Unless the vehicle in question is a survivor, a shiny car is a winning car. What does it take to get a car to look like it came out of a showroom? It isn’t about which products are used but how they are used: it takes several steps and a lot of time to bring surfaces back to life.
While a daily driver may simply want their car washed, the show car owner will want interior and exterior detailing, which centers on three processes: cleaning, polishing and protecting.
Cleaning should be done in stages from the dirtiest jobs and harshest chemicals to the cleanest and gentlest.
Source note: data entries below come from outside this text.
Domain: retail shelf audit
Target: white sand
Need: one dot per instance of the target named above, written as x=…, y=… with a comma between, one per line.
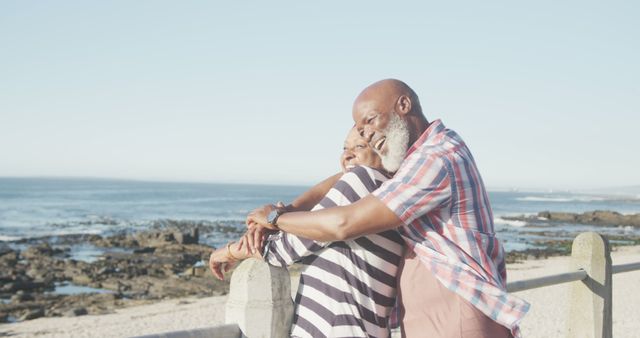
x=545, y=319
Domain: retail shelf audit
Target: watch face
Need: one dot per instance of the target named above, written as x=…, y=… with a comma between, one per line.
x=272, y=216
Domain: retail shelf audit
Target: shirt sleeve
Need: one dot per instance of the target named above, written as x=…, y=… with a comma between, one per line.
x=422, y=184
x=283, y=249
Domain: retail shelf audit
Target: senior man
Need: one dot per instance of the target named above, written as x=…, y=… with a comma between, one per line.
x=453, y=282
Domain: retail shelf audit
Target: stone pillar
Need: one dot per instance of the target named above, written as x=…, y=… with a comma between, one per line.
x=260, y=300
x=590, y=299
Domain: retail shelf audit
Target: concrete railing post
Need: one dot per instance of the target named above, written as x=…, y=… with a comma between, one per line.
x=260, y=300
x=590, y=299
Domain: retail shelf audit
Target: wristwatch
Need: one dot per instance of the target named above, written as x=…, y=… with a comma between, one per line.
x=273, y=216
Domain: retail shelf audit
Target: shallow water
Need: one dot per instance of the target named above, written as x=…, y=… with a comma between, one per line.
x=73, y=289
x=44, y=207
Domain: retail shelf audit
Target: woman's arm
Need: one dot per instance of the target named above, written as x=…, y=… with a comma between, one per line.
x=307, y=200
x=252, y=241
x=222, y=259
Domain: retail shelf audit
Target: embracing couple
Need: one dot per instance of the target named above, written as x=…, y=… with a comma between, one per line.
x=404, y=234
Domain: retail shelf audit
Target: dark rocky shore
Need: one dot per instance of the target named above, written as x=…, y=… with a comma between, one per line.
x=550, y=243
x=598, y=217
x=41, y=277
x=165, y=262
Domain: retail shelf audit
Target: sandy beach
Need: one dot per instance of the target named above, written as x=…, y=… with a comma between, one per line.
x=545, y=319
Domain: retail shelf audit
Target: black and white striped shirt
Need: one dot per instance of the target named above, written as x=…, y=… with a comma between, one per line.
x=347, y=289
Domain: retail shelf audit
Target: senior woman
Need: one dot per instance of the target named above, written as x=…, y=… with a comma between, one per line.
x=347, y=288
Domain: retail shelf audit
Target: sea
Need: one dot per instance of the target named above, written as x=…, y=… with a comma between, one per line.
x=37, y=207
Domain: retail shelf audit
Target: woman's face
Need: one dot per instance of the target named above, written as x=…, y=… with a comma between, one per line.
x=357, y=151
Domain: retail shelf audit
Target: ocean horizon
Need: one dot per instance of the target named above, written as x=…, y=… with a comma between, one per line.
x=50, y=206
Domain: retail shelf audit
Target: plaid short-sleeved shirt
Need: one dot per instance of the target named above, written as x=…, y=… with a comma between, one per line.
x=440, y=197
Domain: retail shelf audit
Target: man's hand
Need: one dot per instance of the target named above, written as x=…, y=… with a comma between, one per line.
x=220, y=262
x=258, y=217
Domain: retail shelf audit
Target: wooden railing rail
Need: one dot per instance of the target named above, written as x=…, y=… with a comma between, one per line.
x=260, y=305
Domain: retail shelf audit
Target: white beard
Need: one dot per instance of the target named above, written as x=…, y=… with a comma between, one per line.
x=397, y=143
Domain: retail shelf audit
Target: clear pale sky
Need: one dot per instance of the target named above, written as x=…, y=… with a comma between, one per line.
x=545, y=93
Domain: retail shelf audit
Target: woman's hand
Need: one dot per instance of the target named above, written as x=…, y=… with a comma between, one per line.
x=258, y=227
x=258, y=217
x=220, y=262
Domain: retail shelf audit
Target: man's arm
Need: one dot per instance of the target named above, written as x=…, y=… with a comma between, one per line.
x=284, y=248
x=314, y=195
x=364, y=217
x=252, y=241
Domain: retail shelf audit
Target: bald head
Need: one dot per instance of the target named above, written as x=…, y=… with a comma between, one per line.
x=386, y=94
x=383, y=101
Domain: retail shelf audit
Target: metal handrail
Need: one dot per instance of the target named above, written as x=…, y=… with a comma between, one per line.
x=625, y=267
x=546, y=281
x=566, y=277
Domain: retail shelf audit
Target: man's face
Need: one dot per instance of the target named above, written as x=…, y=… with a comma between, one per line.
x=357, y=151
x=386, y=132
x=371, y=120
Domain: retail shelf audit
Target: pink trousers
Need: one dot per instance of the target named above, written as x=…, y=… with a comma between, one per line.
x=429, y=309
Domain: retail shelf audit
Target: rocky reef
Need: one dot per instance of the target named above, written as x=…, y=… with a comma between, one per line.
x=40, y=278
x=597, y=217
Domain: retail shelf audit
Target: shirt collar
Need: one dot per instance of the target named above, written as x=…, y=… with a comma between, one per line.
x=435, y=127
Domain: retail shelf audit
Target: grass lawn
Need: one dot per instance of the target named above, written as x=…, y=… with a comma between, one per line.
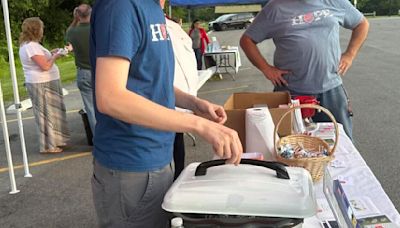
x=67, y=71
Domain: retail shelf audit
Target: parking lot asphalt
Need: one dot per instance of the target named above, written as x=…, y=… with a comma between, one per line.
x=59, y=193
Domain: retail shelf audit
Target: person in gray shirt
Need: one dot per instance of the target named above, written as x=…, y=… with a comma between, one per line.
x=308, y=59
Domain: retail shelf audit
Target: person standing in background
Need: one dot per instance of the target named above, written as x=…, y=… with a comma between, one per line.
x=200, y=41
x=75, y=19
x=78, y=38
x=42, y=80
x=185, y=79
x=308, y=59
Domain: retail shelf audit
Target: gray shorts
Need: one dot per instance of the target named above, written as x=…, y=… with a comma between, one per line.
x=130, y=199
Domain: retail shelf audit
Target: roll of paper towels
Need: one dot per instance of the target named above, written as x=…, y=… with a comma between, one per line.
x=260, y=132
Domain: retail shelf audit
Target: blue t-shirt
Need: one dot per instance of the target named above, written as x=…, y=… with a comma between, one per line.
x=306, y=36
x=134, y=30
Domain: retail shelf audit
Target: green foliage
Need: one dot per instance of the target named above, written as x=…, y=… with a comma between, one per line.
x=382, y=7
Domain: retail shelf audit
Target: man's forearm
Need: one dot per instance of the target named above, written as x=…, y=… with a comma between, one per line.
x=357, y=38
x=253, y=53
x=184, y=100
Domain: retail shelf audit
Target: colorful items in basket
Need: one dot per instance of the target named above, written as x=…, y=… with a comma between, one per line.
x=289, y=151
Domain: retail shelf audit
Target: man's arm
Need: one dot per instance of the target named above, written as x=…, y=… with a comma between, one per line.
x=115, y=100
x=253, y=54
x=358, y=37
x=200, y=107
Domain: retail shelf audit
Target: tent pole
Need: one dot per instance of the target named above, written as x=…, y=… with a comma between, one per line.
x=7, y=145
x=15, y=86
x=189, y=15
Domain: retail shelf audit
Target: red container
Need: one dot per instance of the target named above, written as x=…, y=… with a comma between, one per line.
x=307, y=112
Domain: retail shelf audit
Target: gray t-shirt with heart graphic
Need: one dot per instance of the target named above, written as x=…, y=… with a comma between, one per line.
x=306, y=36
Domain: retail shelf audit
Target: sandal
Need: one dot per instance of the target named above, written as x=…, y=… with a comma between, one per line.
x=52, y=150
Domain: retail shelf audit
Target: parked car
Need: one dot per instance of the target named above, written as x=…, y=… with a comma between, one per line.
x=240, y=20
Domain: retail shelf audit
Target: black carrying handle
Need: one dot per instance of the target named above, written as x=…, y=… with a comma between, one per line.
x=280, y=168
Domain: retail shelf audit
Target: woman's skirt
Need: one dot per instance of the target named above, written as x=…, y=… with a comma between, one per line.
x=50, y=114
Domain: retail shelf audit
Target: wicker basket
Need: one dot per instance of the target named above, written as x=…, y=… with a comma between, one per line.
x=314, y=165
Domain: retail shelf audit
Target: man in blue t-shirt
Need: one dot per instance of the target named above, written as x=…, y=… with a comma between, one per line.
x=308, y=59
x=133, y=67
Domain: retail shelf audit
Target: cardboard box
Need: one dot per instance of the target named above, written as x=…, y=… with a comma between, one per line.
x=237, y=104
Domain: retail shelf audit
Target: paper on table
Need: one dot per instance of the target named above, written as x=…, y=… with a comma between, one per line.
x=259, y=132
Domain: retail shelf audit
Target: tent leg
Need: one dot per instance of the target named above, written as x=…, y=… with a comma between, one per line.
x=15, y=86
x=7, y=145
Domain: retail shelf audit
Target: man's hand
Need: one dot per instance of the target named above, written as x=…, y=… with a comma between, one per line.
x=213, y=112
x=225, y=141
x=345, y=63
x=275, y=75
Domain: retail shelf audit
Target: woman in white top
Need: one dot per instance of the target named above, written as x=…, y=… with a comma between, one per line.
x=185, y=79
x=42, y=80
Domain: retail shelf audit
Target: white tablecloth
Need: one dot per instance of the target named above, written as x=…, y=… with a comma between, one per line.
x=361, y=182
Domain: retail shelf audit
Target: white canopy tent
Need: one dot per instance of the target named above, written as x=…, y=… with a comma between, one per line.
x=4, y=4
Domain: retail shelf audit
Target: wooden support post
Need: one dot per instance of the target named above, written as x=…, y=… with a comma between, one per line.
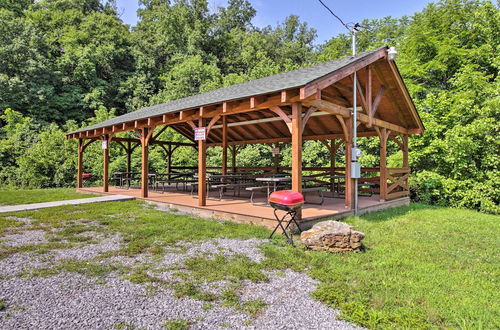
x=202, y=169
x=105, y=173
x=297, y=147
x=79, y=175
x=144, y=162
x=233, y=158
x=349, y=182
x=224, y=145
x=383, y=163
x=333, y=151
x=276, y=158
x=169, y=159
x=129, y=156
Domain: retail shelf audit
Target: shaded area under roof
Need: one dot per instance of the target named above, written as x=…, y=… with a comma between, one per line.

Start with engine degreasing and wheel cleaning, and then move onto washing, polishing and waxing.
To prevent swirled and scratches when washing a car, it’s critical to keep debris off of the sponge. Use a dedicated rinse bucket to clean the sponge before reapplying soap. If the sponge is dropped onto the ground, throw it out.
Paint condition is easy to overlook, but it has a big impact on the final result. Clay bars are the best way to remove oxidation, but the surface has to be carefully lubricated. Polish-like products can get similar results and can be applied just like wax. When working with antique paint jobs, this step should be done before polishing to return flexibility back to the paint. Otherwise, the polish will remove far more paint than it should and could damage the paint job.
Wax protects painted parts, but it can also get that last bit of shine. Finishing with a microfiber cloth will get rid of any fine imperfections for the best appearance.
Amateurs often apply thick layer of protectant, which will make the car look shiny for a short time. However, a combination of dressings, cleaners and protectants needs to be used to get the best result. The appearance of an interior depends on the first two by revitalizing the materials, while a thin layer of protectant shields the materials from UV damage. Leather should never look shiny as a shiny surface means the pores of the skin are clogged and dirty.
When cleaning windows, wipe in one direction on the outside and a different direction on the inside. This makes it easy to tell which side of the glass the streaks are on.
Finishing Touches At the Show
A quick detailer is a must-have for spray and wipe removal of any grime left from the road. It’s also a good idea to apply a final layer of tire dressing once the wheels no longer have to turn to get that last bit of cleanliness.